Redistribution of Weights and Activations for AdderNet Quantization
- URL: http://arxiv.org/abs/2212.10200v1
- Date: Tue, 20 Dec 2022 12:24:48 GMT
- Title: Redistribution of Weights and Activations for AdderNet Quantization
- Authors: Ying Nie, Kai Han, Haikang Diao, Chuanjian Liu, Enhua Wu, Yunhe Wang
- Abstract summary: Adder Neural Network (AdderNet) provides a new way for developing energy-efficient neural networks.
To achieve higher hardware efficiency, it is necessary to further study the low-bit quantization of AdderNet.
We propose a new quantization algorithm by redistributing the weights and the activations.

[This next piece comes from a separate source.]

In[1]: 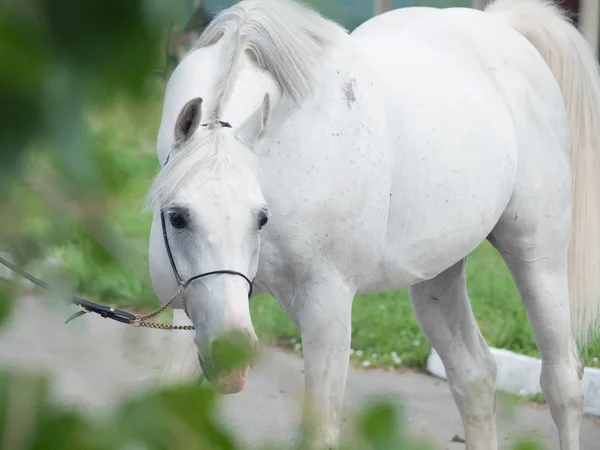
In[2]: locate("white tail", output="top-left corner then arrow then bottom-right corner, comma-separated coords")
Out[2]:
485,0 -> 600,344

- Score: 33.78204350112026
- License: http://arxiv.org/licenses/nonexclusive-distrib/1.0/
- Abstract: Adder Neural Network (AdderNet) provides a new way for developing
energy-efficient neural networks by replacing the expensive multiplications in
convolution with cheaper additions (i.e.l1-norm). To achieve higher hardware
efficiency, it is necessary to further study the low-bit quantization of
AdderNet. Due to the limitation that the commutative law in multiplication does
not hold in l1-norm, the well-established quantization methods on convolutional
networks cannot be applied on AdderNets. Thus, the existing AdderNet
quantization techniques propose to use only one shared scale to quantize both
the weights and activations simultaneously. Admittedly, such an approach can
keep the commutative law in the l1-norm quantization process, while the
accuracy drop after low-bit quantization cannot be ignored. To this end, we
first thoroughly analyze the difference on distributions of weights and
activations in AdderNet and then propose a new quantization algorithm by
redistributing the weights and the activations. Specifically, the pre-trained
full-precision weights in different kernels are clustered into different
groups, then the intra-group sharing and inter-group independent scales can be
adopted. To further compensate the accuracy drop caused by the distribution
difference, we then develop a lossless range clamp scheme for weights and a
simple yet effective outliers clamp strategy for activations. Thus, the
functionality of full-precision weights and the representation ability of
full-precision activations can be fully preserved. The effectiveness of the
proposed quantization method for AdderNet is well verified on several
benchmarks, e.g., our 4-bit post-training quantized adder ResNet-18 achieves an
66.5% top-1 accuracy on the ImageNet with comparable energy efficiency, which
is about 8.5% higher than that of the previous AdderNet quantization methods.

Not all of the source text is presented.